The adults in our family exchange names so each of us have only one intentional holiday present to buy. In addition, we each take an anonymous gift costing about twenty francs (dollars) and play “The Stealing Game.”

The gift is wrapped and suitable for either male or female. Numbers one to the number-of-people-attending are written on slips of paper. Everyone draws a slip of paper with a number on it.

Number one starts, chooses a gift and opens it. (A gift is always opened after it is chosen.) Number two can steal the gift from number one or choose a wrapped gift. Subsequent numbered persons have the same choice to steal a gift or choose a new wrapped one.

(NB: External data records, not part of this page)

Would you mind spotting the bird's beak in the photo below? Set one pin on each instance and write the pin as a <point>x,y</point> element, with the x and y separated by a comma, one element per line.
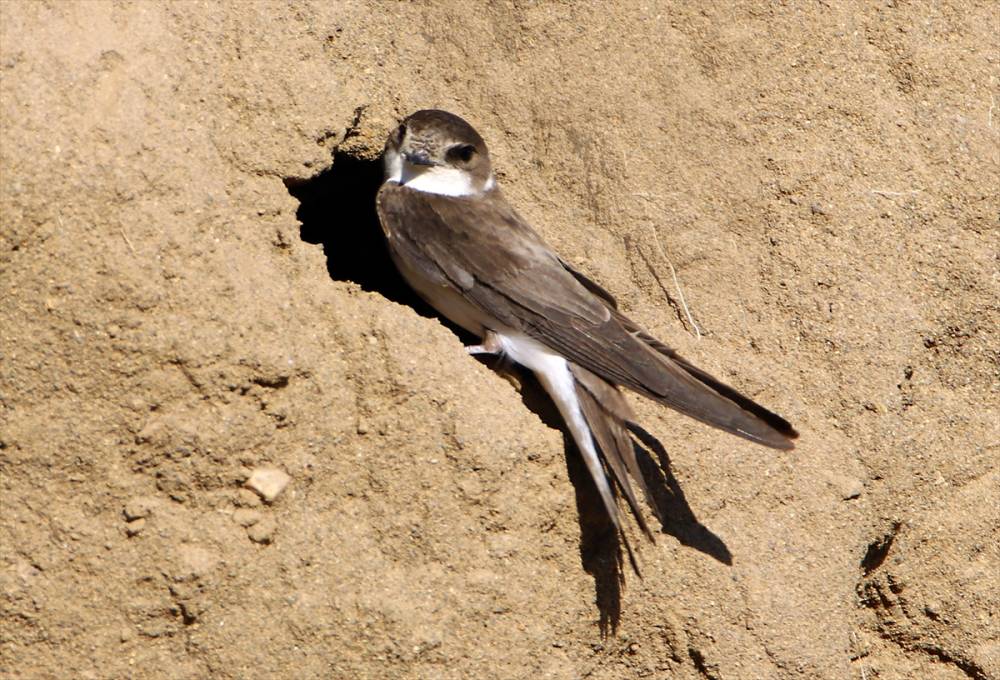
<point>418,157</point>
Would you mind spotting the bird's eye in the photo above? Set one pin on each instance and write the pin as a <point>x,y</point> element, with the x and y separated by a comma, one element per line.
<point>461,152</point>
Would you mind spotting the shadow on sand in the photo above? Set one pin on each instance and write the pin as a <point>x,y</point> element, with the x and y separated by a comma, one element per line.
<point>337,211</point>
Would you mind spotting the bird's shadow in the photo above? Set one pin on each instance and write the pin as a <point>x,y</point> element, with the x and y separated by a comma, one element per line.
<point>337,210</point>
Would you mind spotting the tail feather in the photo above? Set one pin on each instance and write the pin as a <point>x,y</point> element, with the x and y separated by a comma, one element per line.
<point>606,412</point>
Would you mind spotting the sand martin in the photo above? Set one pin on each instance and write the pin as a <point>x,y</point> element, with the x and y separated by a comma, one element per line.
<point>471,256</point>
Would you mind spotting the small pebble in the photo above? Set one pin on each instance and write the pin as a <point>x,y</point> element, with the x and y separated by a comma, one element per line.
<point>263,531</point>
<point>134,527</point>
<point>138,508</point>
<point>245,498</point>
<point>246,517</point>
<point>268,482</point>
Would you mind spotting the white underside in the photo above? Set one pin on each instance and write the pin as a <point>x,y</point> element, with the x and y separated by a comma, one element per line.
<point>554,374</point>
<point>433,179</point>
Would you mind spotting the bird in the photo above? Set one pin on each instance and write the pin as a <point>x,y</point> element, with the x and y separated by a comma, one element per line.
<point>460,245</point>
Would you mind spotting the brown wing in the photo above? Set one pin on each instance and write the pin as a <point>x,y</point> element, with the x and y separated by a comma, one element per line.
<point>485,250</point>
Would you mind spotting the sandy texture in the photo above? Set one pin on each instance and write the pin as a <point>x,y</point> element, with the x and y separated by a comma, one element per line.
<point>193,289</point>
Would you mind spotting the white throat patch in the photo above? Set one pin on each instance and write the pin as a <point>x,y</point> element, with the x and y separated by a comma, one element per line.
<point>433,179</point>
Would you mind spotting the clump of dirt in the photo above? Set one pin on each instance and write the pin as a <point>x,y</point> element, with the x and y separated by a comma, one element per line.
<point>233,444</point>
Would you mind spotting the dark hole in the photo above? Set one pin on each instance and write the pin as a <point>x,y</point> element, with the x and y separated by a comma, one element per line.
<point>337,211</point>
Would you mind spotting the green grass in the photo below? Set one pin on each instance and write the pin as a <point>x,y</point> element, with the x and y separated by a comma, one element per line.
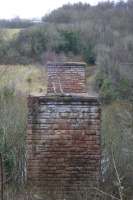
<point>25,79</point>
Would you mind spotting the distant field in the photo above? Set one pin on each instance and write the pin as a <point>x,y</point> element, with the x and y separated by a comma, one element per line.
<point>25,79</point>
<point>10,33</point>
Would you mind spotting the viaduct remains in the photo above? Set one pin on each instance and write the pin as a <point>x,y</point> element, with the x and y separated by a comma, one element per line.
<point>63,141</point>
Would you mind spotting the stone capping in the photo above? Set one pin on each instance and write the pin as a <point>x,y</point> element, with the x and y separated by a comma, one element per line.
<point>66,64</point>
<point>65,99</point>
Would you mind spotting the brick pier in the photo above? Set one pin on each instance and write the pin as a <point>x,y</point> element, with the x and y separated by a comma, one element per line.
<point>63,140</point>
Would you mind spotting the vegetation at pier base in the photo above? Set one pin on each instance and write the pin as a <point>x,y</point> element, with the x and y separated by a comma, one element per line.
<point>101,36</point>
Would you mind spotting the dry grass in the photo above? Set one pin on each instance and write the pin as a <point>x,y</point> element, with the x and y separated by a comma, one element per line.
<point>25,79</point>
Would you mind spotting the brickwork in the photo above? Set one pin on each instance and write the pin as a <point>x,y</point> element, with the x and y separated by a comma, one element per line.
<point>66,78</point>
<point>63,141</point>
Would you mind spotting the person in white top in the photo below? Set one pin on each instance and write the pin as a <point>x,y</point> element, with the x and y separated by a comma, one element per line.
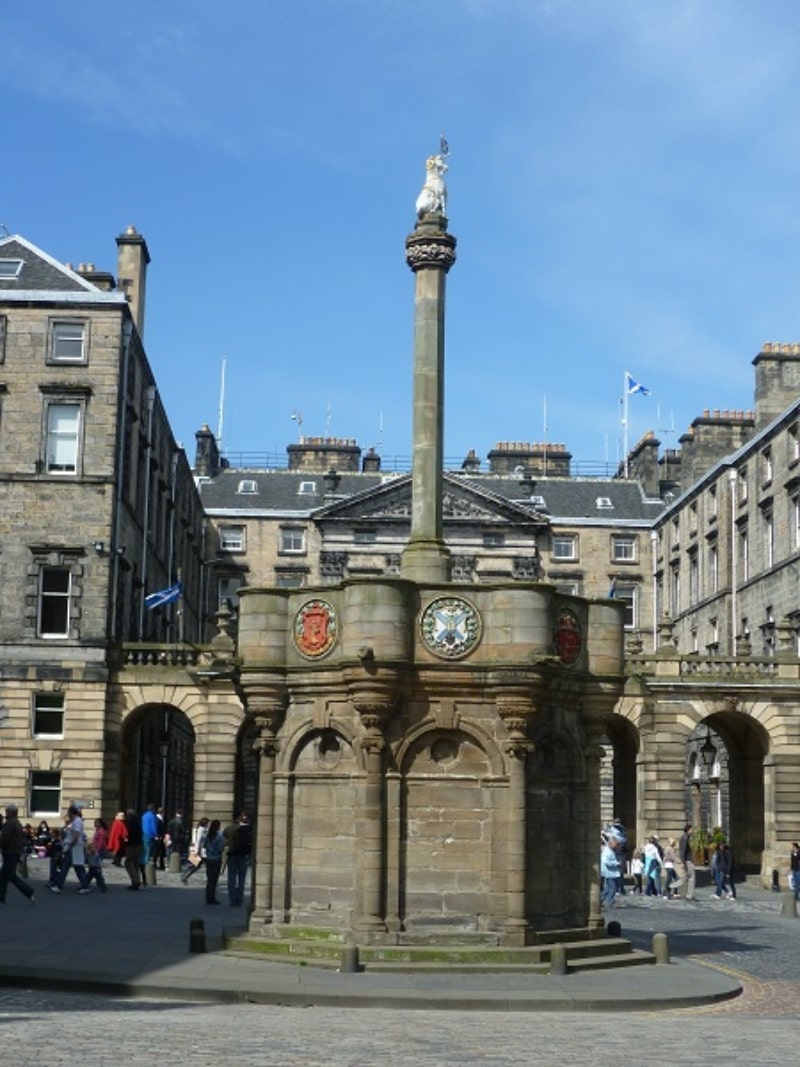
<point>74,854</point>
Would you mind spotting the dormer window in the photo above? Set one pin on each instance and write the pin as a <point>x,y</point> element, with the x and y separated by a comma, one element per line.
<point>10,269</point>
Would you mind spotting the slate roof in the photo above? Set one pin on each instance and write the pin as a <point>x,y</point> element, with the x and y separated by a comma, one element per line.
<point>566,499</point>
<point>41,276</point>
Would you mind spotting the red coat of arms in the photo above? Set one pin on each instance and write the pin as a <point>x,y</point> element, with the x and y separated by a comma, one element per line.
<point>315,628</point>
<point>568,637</point>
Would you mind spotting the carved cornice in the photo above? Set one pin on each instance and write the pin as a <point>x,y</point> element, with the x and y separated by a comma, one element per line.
<point>429,251</point>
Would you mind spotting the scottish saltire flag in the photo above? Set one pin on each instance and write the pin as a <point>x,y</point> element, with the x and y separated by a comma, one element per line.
<point>164,596</point>
<point>634,386</point>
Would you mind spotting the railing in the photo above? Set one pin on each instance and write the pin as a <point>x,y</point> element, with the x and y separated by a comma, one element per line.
<point>146,654</point>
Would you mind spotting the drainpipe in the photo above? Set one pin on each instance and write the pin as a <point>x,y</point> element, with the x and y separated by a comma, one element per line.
<point>149,399</point>
<point>116,547</point>
<point>734,561</point>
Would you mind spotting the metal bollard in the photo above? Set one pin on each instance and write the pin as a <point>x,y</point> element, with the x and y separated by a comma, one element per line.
<point>660,949</point>
<point>196,935</point>
<point>558,959</point>
<point>350,961</point>
<point>788,906</point>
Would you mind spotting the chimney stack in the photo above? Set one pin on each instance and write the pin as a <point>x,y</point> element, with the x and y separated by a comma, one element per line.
<point>131,272</point>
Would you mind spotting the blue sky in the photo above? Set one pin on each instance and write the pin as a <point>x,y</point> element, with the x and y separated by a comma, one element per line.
<point>623,187</point>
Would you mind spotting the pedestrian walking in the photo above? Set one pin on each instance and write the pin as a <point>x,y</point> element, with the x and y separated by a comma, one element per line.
<point>214,848</point>
<point>687,859</point>
<point>239,846</point>
<point>12,844</point>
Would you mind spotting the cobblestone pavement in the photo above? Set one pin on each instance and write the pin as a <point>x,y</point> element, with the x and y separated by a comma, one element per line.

The first person to draw and choose a gift has a chance to steal at the end as he or she didn’t have the chance before.

(Of course, player number one would be able to steal only if someone had stolen from him or her. Otherwise, he or she would still have the original gift at the end.)

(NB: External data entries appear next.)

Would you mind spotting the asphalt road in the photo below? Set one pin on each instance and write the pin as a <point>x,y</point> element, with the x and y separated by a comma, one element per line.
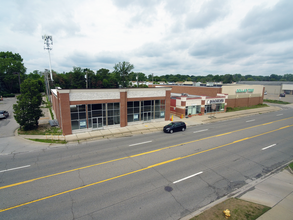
<point>153,176</point>
<point>8,125</point>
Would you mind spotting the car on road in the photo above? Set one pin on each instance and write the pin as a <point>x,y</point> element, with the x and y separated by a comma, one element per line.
<point>174,126</point>
<point>4,114</point>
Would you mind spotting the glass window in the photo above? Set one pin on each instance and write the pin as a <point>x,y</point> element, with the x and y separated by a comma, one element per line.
<point>81,108</point>
<point>117,112</point>
<point>116,105</point>
<point>110,121</point>
<point>73,108</point>
<point>74,125</point>
<point>110,113</point>
<point>129,104</point>
<point>136,104</point>
<point>96,106</point>
<point>82,115</point>
<point>74,116</point>
<point>97,114</point>
<point>110,106</point>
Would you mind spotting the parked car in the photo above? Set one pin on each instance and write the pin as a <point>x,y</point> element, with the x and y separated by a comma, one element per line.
<point>4,114</point>
<point>174,126</point>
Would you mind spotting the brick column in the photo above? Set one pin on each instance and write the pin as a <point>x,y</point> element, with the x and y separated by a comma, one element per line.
<point>202,108</point>
<point>123,109</point>
<point>167,105</point>
<point>65,118</point>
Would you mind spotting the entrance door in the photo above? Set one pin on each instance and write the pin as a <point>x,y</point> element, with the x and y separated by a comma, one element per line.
<point>97,122</point>
<point>147,116</point>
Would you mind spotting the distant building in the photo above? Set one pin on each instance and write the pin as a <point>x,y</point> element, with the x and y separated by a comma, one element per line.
<point>272,87</point>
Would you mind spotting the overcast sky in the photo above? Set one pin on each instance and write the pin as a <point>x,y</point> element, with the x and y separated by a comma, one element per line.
<point>190,37</point>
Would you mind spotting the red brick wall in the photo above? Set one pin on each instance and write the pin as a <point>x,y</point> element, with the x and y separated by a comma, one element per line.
<point>65,113</point>
<point>167,105</point>
<point>123,109</point>
<point>195,90</point>
<point>244,102</point>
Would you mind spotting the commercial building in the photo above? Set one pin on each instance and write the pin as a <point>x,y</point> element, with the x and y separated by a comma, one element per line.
<point>200,99</point>
<point>273,87</point>
<point>80,110</point>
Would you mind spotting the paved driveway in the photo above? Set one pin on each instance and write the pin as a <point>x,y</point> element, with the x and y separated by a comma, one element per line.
<point>8,125</point>
<point>288,98</point>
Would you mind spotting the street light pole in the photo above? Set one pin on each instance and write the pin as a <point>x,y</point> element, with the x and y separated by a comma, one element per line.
<point>48,41</point>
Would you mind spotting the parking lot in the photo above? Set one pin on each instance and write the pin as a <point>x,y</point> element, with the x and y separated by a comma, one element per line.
<point>287,98</point>
<point>8,125</point>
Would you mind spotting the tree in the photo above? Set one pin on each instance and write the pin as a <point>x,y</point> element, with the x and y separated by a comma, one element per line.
<point>27,111</point>
<point>122,71</point>
<point>10,66</point>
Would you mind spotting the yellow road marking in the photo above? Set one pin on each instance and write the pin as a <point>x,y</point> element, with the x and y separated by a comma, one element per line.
<point>136,171</point>
<point>136,155</point>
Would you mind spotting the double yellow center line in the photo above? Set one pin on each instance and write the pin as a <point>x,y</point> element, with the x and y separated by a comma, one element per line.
<point>139,170</point>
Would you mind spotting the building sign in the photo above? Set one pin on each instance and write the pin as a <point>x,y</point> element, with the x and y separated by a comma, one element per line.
<point>244,90</point>
<point>82,124</point>
<point>214,101</point>
<point>135,117</point>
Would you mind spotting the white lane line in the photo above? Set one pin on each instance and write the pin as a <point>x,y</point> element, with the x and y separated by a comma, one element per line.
<point>140,143</point>
<point>188,177</point>
<point>16,168</point>
<point>200,131</point>
<point>268,146</point>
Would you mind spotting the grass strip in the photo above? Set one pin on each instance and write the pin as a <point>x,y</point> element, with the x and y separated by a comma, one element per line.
<point>49,141</point>
<point>239,209</point>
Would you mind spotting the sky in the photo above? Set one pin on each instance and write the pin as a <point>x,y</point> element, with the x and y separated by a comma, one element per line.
<point>188,37</point>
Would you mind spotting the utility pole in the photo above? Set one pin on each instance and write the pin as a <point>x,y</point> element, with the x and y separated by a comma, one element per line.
<point>47,84</point>
<point>48,41</point>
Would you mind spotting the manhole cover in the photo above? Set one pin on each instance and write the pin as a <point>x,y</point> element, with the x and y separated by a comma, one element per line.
<point>168,188</point>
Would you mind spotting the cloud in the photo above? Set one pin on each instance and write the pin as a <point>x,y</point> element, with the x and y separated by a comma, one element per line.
<point>209,12</point>
<point>50,17</point>
<point>268,25</point>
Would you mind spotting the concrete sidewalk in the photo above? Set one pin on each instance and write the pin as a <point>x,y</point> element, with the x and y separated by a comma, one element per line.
<point>147,127</point>
<point>274,190</point>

There’s just one extra rule. A person–like Mike–can steal a specific present, perhaps tickets to a play, only once. A certain gift that is very popular can be stolen a number of times.

The game ends when all of the presents are gone.

Betsy (Oct.’14) adds, “What we do for our other family exchange is to draw names, with couples choosing first to have a greater chance of avoiding to choose a spouse. If one does draw the name of a spouse, it is put “back in the hat,” and the draw-er chooses another name. We continue until everyone has the name of a non-spouse.”